There comes a point when you simply can’t help someone. Sheeple deserve our best, but only so much of the best as they’ll accept. We can try, but they will for the most part whine loudly that we are being mean and arrogant. They don’t notice we are holding the door open for them to climb up to our level, but that we cannot descend to theirs. What they don’t understand must be called “evil.” Yes, if you are reading this and comprehend any part of it, you are evil as I. It’s not pleasant, but it behooves us to let it ride, since we know better than to play their game of control.

A small example: A blog is a virtual private place with a public facing element. Mine is my office, my virtual vestibule through which the world can enter my world. I control a certain amount of it because it is within my domain. My ground rules apply. Yet it does stand on the public right of way, so to speak, and I have a certain accountability in the sense I can’t expect folks to simply ignore my blather. The whole point is letting folks see what I think of certain things. Without a subscription wall, I can’t limit who sees it. I choose to leave it open; I have thus chosen to let others react in one way or another.

But the ensuing conversation, such as it may be, remains on my turf. I do not surrender control to the visitor. I do not hand them the remote so that they can direct how the conversation turns out. I am not required to accept their assertions nor their logic. They don’t have to accept mine, but they don’t get to say what’s posted electronically on my comment blocks. They have to interact with me on my own terms. I would expect nothing less when I visit other blogs. That recognition of dominion on the small scale means I tend to moderate my own words with a different tone, depending on whether I am supplicant or lord.
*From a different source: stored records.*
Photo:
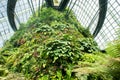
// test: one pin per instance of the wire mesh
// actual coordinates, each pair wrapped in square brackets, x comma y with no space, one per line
[86,11]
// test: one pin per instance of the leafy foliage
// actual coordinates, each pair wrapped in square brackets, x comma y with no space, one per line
[50,46]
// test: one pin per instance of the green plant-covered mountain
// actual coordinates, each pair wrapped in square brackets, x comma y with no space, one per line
[54,46]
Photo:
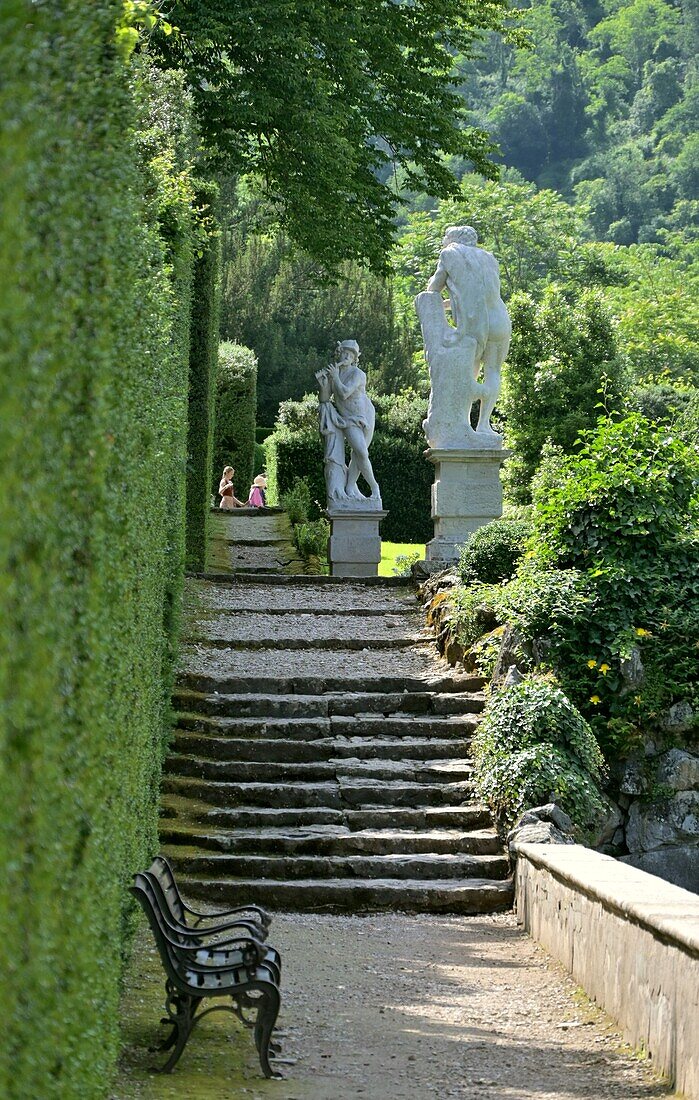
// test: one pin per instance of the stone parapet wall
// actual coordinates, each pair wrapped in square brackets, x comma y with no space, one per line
[629,938]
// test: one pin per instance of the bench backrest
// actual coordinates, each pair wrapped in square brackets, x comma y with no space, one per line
[161,870]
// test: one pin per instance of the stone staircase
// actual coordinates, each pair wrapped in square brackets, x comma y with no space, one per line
[320,757]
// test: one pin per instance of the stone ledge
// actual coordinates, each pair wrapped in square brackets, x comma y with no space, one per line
[666,911]
[629,938]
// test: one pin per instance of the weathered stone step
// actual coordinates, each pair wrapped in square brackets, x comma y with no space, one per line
[470,701]
[393,866]
[445,895]
[328,670]
[336,726]
[379,771]
[188,811]
[284,628]
[272,683]
[290,642]
[321,749]
[334,840]
[338,795]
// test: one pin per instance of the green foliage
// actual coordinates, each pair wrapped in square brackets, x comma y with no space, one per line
[282,304]
[626,496]
[295,450]
[533,746]
[236,400]
[204,351]
[97,249]
[404,562]
[297,502]
[622,512]
[563,364]
[492,553]
[325,102]
[312,538]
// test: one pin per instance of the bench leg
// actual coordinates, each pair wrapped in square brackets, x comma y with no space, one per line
[268,1011]
[181,1010]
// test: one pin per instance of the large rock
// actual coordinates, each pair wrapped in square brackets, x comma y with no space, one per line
[679,866]
[674,822]
[514,649]
[678,770]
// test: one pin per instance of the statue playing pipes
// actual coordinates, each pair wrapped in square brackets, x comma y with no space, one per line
[347,416]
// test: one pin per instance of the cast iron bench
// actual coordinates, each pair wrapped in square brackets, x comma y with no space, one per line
[257,917]
[198,965]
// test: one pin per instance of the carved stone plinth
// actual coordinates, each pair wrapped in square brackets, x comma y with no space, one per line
[467,494]
[355,546]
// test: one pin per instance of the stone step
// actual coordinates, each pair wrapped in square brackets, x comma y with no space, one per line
[377,771]
[330,703]
[332,840]
[421,867]
[319,749]
[330,642]
[445,895]
[309,729]
[332,795]
[272,683]
[334,669]
[302,597]
[190,812]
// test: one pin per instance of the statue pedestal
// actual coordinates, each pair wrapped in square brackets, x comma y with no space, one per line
[355,545]
[467,494]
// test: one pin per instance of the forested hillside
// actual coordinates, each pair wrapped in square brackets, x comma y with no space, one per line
[596,120]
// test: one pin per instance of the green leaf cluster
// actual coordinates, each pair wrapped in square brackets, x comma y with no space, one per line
[325,101]
[533,747]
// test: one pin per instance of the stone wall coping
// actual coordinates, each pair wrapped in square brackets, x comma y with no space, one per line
[668,912]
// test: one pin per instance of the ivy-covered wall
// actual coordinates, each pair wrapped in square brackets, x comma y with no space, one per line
[96,233]
[236,408]
[203,371]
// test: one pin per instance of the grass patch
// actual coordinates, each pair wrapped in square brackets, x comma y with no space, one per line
[391,550]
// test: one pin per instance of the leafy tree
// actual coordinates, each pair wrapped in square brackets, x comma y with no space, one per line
[279,300]
[324,100]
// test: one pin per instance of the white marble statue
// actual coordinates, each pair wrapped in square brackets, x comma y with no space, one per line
[465,358]
[347,416]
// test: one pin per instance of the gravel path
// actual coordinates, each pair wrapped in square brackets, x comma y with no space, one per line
[392,1007]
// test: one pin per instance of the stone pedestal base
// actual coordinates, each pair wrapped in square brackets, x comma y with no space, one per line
[466,495]
[355,546]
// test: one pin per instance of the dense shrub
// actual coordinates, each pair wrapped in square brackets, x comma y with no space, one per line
[236,400]
[203,376]
[492,553]
[312,538]
[561,365]
[405,477]
[533,746]
[96,245]
[297,503]
[611,591]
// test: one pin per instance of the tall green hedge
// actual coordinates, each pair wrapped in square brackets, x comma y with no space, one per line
[95,237]
[236,405]
[404,475]
[203,374]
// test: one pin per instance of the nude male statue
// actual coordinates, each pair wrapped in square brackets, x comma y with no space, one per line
[477,342]
[349,417]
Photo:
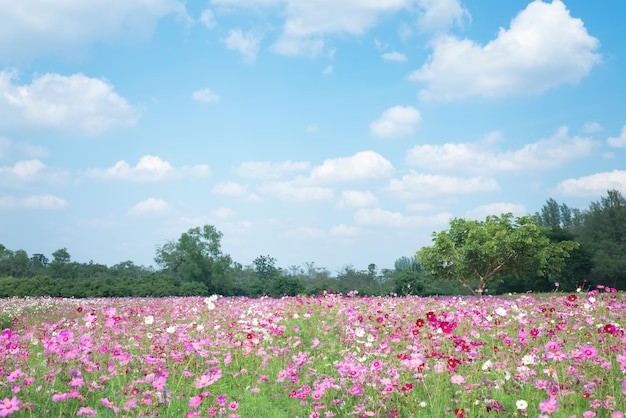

Sheeple don’t get that. They have an inflated sense of entitlement about their own “free speech” against mine. Sorry, but I’m not handing you the remote control. This is my domain. You’ll have to figure out best you can what I’m saying and react as best you can. Otherwise, it’s not a conversation but a shouting match. I’ll always win here, and you will always win on your blog. That’s the nature of the beast we call “blogging.” I’ll surely make mistakes, but that’s the give and take we all have. On a forum where neither of us owns the turf, it relies on other factors to win whatever it is people want to argue about. Again, we should probably self-moderate our virtual presence to match the context. Sheeple tend to carry the same attitude, flexing more with their personal sense of control instead of thinking about the effectiveness of communication. They demand certain outcomes at all costs, never understanding the whole issue is offering inputs to the decision-making process of both oneself and others.

The moral question of what we ought to do in each encounter is seldom a matter of intellectual logic, but of the moral logic that requires quantum thinking.